TAG 16 Mar 2026 19:35 UTC
2 points
0

I think that approach genuinely does suffere from a Sharp Left turn once the AI’s capabilities significantly exceed ours: that seems to me like an approach where your control startegies really do need to be as smart as the thing you’re trying to control

There’s a very basic difference between the people who believe in SLT’S, rapid RSI , etc and those who don’t, and it affects their unspoken assumptions and semantics. The thing where it affects their senstuvs is a problem.

corrigibility has a bigger problem with extrapolation out-of-distribution and thus Goodharting than a more value-learning based approach

I don’t se why.

b) it is very, very easy for multiple groups of humans each with access to corrigible ASI to get into a war or other form of conflict using ASI-powered weapons/technologies

Agreed. I didn’t say so explicitly, but I was mainly concerned with Everybody Dies scenarios. I think a multipolar scenario where ASI are controllable and controlled by powerful interests is highly likely, but not completely fatal.

Tool AI isn’t the direction that the market and demand is currently moving, and has exactly the same potential for empowering existing human conflicts and enhancing concentration of power as Corrigible AI, if not even more so.
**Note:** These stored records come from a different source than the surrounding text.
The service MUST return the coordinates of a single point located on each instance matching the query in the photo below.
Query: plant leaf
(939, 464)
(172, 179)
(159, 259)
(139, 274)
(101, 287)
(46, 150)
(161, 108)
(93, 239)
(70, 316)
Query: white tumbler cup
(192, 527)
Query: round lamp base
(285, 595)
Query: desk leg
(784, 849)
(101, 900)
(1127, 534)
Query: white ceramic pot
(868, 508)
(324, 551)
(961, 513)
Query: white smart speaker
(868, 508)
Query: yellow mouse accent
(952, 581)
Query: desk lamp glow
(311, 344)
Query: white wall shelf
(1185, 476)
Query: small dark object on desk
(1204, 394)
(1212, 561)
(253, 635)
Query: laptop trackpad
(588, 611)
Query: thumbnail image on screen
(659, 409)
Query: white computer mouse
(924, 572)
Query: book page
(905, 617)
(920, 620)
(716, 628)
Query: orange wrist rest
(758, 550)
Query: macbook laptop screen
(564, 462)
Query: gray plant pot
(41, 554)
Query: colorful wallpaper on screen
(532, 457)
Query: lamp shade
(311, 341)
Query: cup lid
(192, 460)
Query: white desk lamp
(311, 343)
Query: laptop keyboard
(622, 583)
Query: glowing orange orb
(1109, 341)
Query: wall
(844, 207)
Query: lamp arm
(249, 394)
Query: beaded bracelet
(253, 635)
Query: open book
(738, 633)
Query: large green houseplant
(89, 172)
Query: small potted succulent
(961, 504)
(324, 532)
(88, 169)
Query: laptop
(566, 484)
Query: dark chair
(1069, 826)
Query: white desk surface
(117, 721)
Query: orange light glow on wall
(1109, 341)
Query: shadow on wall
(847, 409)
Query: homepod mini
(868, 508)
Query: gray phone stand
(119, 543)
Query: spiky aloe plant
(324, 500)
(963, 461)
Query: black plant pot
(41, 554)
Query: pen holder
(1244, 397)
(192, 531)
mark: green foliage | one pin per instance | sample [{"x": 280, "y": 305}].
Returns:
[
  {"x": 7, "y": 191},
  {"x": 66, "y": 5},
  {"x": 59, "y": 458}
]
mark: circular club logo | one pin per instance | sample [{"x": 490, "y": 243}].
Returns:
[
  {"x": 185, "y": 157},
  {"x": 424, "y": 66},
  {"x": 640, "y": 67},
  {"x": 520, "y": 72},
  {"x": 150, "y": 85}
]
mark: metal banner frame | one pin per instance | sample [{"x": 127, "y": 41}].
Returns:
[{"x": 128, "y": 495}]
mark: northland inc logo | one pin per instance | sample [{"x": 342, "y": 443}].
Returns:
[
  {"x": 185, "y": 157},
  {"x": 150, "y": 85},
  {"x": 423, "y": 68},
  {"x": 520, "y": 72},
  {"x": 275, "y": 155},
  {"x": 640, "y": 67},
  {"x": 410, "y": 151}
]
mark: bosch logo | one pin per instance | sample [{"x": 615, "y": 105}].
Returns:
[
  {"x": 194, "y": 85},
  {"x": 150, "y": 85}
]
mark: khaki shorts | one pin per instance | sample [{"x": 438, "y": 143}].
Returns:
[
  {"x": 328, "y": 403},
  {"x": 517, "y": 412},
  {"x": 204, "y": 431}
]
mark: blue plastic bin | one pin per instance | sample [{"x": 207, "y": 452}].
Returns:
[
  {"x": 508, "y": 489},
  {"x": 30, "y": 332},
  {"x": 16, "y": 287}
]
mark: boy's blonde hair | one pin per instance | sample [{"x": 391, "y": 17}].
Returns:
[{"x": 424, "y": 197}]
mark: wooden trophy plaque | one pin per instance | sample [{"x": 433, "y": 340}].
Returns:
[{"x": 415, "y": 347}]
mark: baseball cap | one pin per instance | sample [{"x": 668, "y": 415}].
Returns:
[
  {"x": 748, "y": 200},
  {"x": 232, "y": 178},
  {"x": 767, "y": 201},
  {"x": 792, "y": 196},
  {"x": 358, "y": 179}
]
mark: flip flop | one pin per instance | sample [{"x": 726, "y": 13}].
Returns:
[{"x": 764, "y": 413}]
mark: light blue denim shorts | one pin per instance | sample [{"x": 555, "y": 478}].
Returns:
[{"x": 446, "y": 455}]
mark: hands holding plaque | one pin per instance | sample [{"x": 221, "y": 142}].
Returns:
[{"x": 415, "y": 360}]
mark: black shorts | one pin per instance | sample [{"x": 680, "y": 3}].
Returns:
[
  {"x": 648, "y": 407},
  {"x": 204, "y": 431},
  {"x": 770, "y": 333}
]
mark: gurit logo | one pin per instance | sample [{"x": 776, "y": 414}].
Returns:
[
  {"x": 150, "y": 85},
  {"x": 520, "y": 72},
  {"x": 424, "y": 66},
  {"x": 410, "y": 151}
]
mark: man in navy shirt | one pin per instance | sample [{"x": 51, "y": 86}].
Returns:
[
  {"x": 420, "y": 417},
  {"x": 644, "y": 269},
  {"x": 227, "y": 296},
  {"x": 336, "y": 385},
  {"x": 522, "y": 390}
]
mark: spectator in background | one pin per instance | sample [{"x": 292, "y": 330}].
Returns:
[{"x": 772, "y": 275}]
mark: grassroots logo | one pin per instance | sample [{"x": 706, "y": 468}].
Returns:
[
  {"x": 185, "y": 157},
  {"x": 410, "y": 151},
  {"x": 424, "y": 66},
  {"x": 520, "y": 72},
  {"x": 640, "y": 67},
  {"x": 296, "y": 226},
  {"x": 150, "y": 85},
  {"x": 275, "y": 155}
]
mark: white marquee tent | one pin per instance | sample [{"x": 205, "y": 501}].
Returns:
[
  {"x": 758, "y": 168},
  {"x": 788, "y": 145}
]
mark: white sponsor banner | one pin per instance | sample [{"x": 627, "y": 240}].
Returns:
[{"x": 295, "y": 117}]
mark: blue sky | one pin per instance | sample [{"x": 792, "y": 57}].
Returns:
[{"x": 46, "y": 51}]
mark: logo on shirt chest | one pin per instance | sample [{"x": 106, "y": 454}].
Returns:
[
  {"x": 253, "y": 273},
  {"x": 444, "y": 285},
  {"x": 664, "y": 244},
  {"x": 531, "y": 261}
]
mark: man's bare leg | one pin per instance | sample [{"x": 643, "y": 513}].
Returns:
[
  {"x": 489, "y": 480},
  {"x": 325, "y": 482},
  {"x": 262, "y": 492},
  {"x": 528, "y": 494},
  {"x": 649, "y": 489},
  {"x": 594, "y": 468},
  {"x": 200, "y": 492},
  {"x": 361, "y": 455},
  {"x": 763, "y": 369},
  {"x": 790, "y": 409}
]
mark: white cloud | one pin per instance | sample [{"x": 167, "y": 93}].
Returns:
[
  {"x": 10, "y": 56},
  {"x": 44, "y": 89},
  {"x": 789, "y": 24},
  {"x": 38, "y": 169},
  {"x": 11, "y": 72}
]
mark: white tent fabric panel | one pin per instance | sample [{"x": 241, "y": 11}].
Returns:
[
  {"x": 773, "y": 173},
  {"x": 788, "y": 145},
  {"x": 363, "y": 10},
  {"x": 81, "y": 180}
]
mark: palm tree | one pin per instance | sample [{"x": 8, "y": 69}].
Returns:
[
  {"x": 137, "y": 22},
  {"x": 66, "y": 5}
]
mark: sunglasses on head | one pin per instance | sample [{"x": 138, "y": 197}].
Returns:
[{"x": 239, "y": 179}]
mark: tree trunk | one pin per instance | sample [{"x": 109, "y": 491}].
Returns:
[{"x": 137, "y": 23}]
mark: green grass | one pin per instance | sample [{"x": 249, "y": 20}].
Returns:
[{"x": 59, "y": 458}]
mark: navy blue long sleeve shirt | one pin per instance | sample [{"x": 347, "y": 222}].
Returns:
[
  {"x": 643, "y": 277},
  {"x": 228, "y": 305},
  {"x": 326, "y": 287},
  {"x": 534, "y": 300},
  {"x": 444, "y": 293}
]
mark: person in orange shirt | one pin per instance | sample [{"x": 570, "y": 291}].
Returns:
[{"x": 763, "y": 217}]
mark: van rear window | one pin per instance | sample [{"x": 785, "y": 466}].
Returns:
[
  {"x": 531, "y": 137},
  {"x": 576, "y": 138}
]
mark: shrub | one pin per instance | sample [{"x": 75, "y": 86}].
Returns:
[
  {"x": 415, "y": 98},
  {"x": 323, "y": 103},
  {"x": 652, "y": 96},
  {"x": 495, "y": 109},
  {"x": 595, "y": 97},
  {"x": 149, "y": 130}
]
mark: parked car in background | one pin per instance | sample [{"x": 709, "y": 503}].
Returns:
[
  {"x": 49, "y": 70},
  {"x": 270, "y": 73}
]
Ok, but that’s a different complaint to “it’s not even possible”. Also , the market is for agents that work for you, but do your own things. That’s a point against the standard Doom argument with a sovereign AI killing everyone for it’s own reasons.

So I see Corrigible AI and Tool AI as probably technically feasible, but as causing massive inherent sociotechnical risks. What we need is AI that is wiser and more ethical than humans, but actually aligned to what a very wide human would agree is in the general interests of all of humanity.

And a.way of forcing people to use it. If merely controllable/corrigible AI is available, powerful interests are going to prefer it.

So I agree that what you describe are approaches often outline to AI Alignment: I just disagree with calling that AI Safety: I see creating highly Corrigible AI as solving the technical AI Alignment problem at the cost of producing a different major new of X-Risk/S-Risk from AI, so not solving AI Safety.

Neither alignment nor safety is a simple binary
- RogerDearnaley 16 Mar 2026 21:09 UTC
  2 points
  0
  Parent
  Sounds like we’re mostly in agreement!